Officials hailed the return of the rugby Sevens as “a resounding success” on Sunday, as the city’s leader joined tens of thousands of fans at a packed Hong Kong Stadium to watch Australia’s thrilling last-gasp win.
After more than three years away, the tournament lived up to its reputation as Hong Kong’s landmark sporting event, and the tears on the faces of the Australian players spoke volumes about what it meant to them.
Calling it “one of the most popular sporting events in Asia”, Chief Executive John Lee Ka-chiu said the tournament was “living proof” that the city had returned to the world stage.
After hosting global financial leaders for a three-day summit before the Sevens, and with a series of other events on the horizon, including the Hong Kong Squash Open later this month, Lee said the city was “ushering in a new chapter”.
“The Pearl of the Orient is shining brighter than ever,” he said in a social media post accompanied by a video clip he narrated.
And while the Sevens had been absent since 2019 because of the coronavirus pandemic, Australia turned the clock back even further on Sunday, winning in Hong Kong for the first time in 34 years and unseating a Fiji team that had not lost a final in the city since 2014.
In many ways, Nathan Lawson’s thrilling try to seal a 20-17 win was a fitting end to a tournament that has roared life back into Hong Kong.
Although neither Lee nor his deputy, Chief Secretary Eric Chan Kwok-ki, spoke to the media during their time at the Sevens, Chan said in an online post that the government would continue to review the Covid-19 situation and relax various measures when appropriate.
“This will allow the public to resume normal life as soon as possible, and accelerate Hong Kong’s speedy convergence with the international community and continue to show its glory,” he added.
In contrast to the strict measures of the past three years, the three days of the Sevens have been a more relaxed affair, and even Lee, who was spotted enjoying a beer with colleagues and organisers, joined in the party atmosphere.
From the costumed ranks of Power Rangers, Teletubbies, and a group of Ronald McDonalds who were “loving it”, the electric crowd prompted Hong Kong player Russell Webb to say “it was so loud” he could not tell the ground was short of capacity.
“It’s great to see it back,” Paul Teague, a Hong Kong resident, said. “It’s not quite as full on as it has been in previous years, but it’s actually better than what I expected. It’s just what the city needs right now.”
A World Rugby spokesman thanked Hong Kong officials for delivering a “safe, secure and highly enjoyable event” and said the organisation was already looking forward to returning in March, for the last tournament of the season which they hoped would be “bigger and better”.
“With a happy, vibrant atmosphere in the stands, scintillating world-class rugby on the pitch, and a sense of joy and community all around, the return of the Cathay Pacific/HSBC Hong Kong Sevens was a resounding success,” the spokesman said.
Organisers will certainly hope the restrictions on crowd numbers, which were limited to 85 per cent capacity by Covid measures, are lifted, but they would have been buoyed by the 65,000 that passed through the gates over the past three days.
The Hong Kong Rugby Union estimated that the cost of hosting the event was likely to be near HK$50 million (US$6.4 million), and while in the past the Sevens had pumped HK$400m into the economy, the lack of overseas spectators was expected to cut that by about HK$100m or more.
Vendors, too, did a roaring trade, with the boss of Ebeneezer’s Kebabs & Pizzeria reporting a boom at its concession stand inside the stadium.
Sunny Rekhani, one of the chain’s managing directors and owners, said they had sold almost 1,200 kebabs by midafternoon on Sunday, and were selling 1,400 slices of pizza per day.
“We found business to be very good and it is still ongoing, today is almost 25 to 35 per cent better than yesterday,” he said.
Robbie McRobbie, the Hong Kong Rugby Union’s CEO, said the event was about more than rugby, and he hoped its success would help rescue a sports event industry hit hard by the pandemic.
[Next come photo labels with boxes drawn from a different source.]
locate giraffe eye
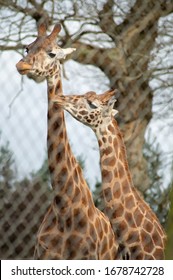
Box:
[87,100,97,109]
[48,53,56,58]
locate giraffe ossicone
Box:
[16,24,117,260]
[54,90,166,260]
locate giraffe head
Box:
[54,90,118,130]
[16,23,75,78]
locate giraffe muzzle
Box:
[16,59,32,75]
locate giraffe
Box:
[16,24,118,259]
[55,90,166,260]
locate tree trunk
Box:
[73,0,173,191]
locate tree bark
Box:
[69,0,173,191]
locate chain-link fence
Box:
[0,0,173,259]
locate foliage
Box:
[165,175,173,260]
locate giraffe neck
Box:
[47,68,94,208]
[96,118,134,196]
[47,65,70,193]
[95,117,165,259]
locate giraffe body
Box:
[55,91,166,260]
[16,24,117,259]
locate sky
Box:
[0,52,173,188]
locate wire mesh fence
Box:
[0,1,173,259]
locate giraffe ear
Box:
[38,22,46,37]
[48,23,61,41]
[108,96,118,116]
[59,48,76,59]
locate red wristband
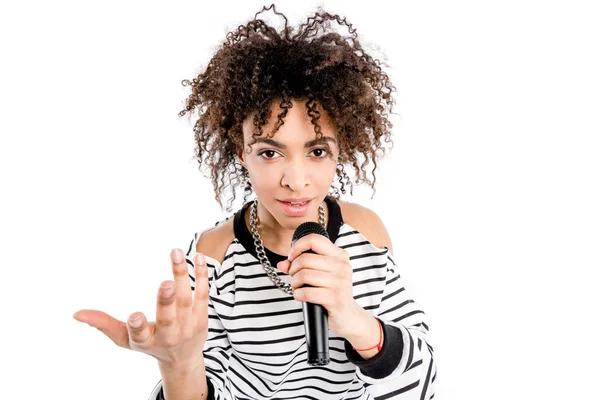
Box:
[352,317,383,351]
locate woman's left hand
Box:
[277,233,366,338]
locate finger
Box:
[287,233,344,262]
[192,253,209,330]
[127,312,152,350]
[171,249,193,335]
[288,253,337,277]
[294,286,331,309]
[73,310,130,349]
[156,281,177,336]
[290,268,336,289]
“There are people whose livelihoods have been devastated and if we don’t resurrect the sector now, these people will be gone, they’ll be doing other jobs,” he said. “We need to get things going now or there’ll be more of a drain of talent.”
While there was no official count of overseas fans, at least one set enjoyed their day at the finals, with Reiner Du Plessis, a visitor from South Africa, hosted by organisers after being turned away on Friday because he was still under medical surveillance.
The 38-year-old said the past three days with the amber code had been “difficult”, but he was happy he and his friends were provided with “proper food” at the corporate box.
Du Plessis admitted that the letdown was their own fault, saying that he and his fellow travellers had not intended to cause “any havoc”.
“We have to respect the government’s regulations … at least I’m having fun now,” he said.
McRobbie said he was glad for the “dark days” to be over, but much more work had to be done to revive the sporting events sector.
“To me, it’s more than the HKRU, it’s a sports event industry getting going again … A lot have already left the sector. We need to get things going now or there’ll be more of a drain of talent. We need to retain that in the events sector or it will be more difficult to bring it back in future.”